Giacometti (10 October 1901 – 11 January 1966) was a Swiss sculptor and painter, best known for his elongated and rough surfaced sculptures of figures. His work is recognizable by the spindly limbs of his figures and their movement and restlessness that is evoked by their uneven surfaces and precarious positions. He was part of many artistic movements, like Expressionism, but he was, especially, one of the greatest Surrealist sculptors. He is also said to have identified with the Existentialism movement of thought as well. This was a seminal work for Giacometti. He did two versions of the walking man (I and II) but this cast is believed to be the last cast of the L'Homme Qui Marche I still in private hands, the rest being in museums or publically owned.

Here is an excerpt from the New York Times Art Section article on the piece by Carol Vogel:
"As perhaps the most recognizable of all Giacometti sculptures, “Walking Man I” is itself a trophy piece. Not only is the form impressive, but so is the size. The sculpture was cast in an edition of six and four artist proofs, most of which are in museums or private collections, where they are considered likely to stay. “Walking Man I” was being sold by Dresdner Bank in Germany, which acquired it in 1980. It had been commissioned — along with a group of others bronzes — by the architect Gordon Bunshaft for Chase Manhattan Plaza in downtown Manhattan, where it was to stand alongside Bunshaft’s 60-story glass-and-steel Chase headquarters. Although the installation was never realized, some of the sculptures — and others that Giacometti created as experiments for the project — were made; many, though, he destroyed."

Link to the New York Times article:


Link to an interactive guide through some of the Museum of Modern Art's collection of Giacometti's and an exhibition they put on in 2001:


Welcome to the Arts Daily with Lydia!

Hey Everyone! Welcome to the Arts Daily with Lydia, that's me your intrepid guide. Through this blog I will be bringing you one work of art a day. They will range from my personal favorites to seminal works in art history to pieces that are making the headlines. Anything goes!

I hope to share some of my love of art history and the objects I study with everyone. In speaking to my friends recently I have realized that while many people love looking at art, very few know much about the objects they have seen for years or where to start if they want to learn. I hope this blog will be helpful to anyone who seeks to learn about art in its various settings and enjoyable to anyone who knows about art but just wants to be exposed to new ideas or objects.
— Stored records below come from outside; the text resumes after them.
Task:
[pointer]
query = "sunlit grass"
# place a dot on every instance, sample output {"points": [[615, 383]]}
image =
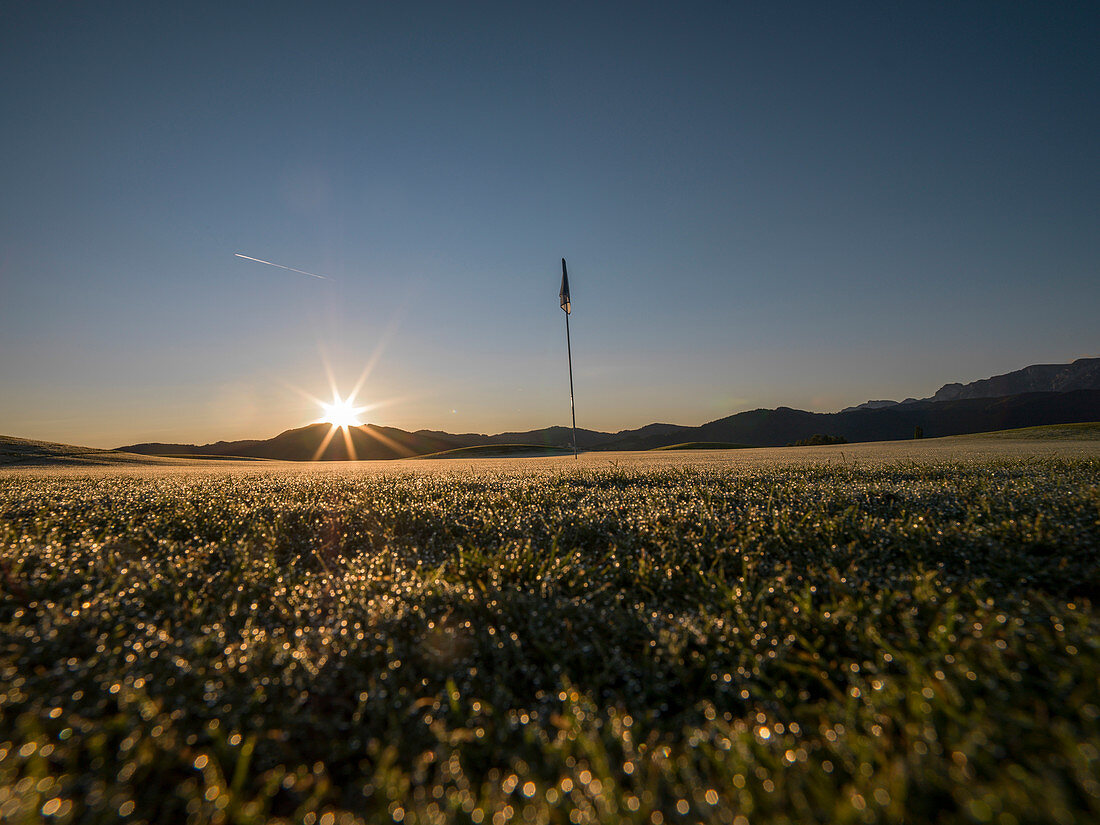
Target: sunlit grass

I hope you will enjoy my posts, and PLEASE do not hesitate to comment or correct me. I do not pretend I know everything but I would like to share some of what I do know. I hope to impart some knowledge but also to gather some as I research the works I present and hear back from readers. Many of my close friends are art historians and I know they will not hesitate to correct or add to any of my information.

With that, I will close my introduction and get on with the art.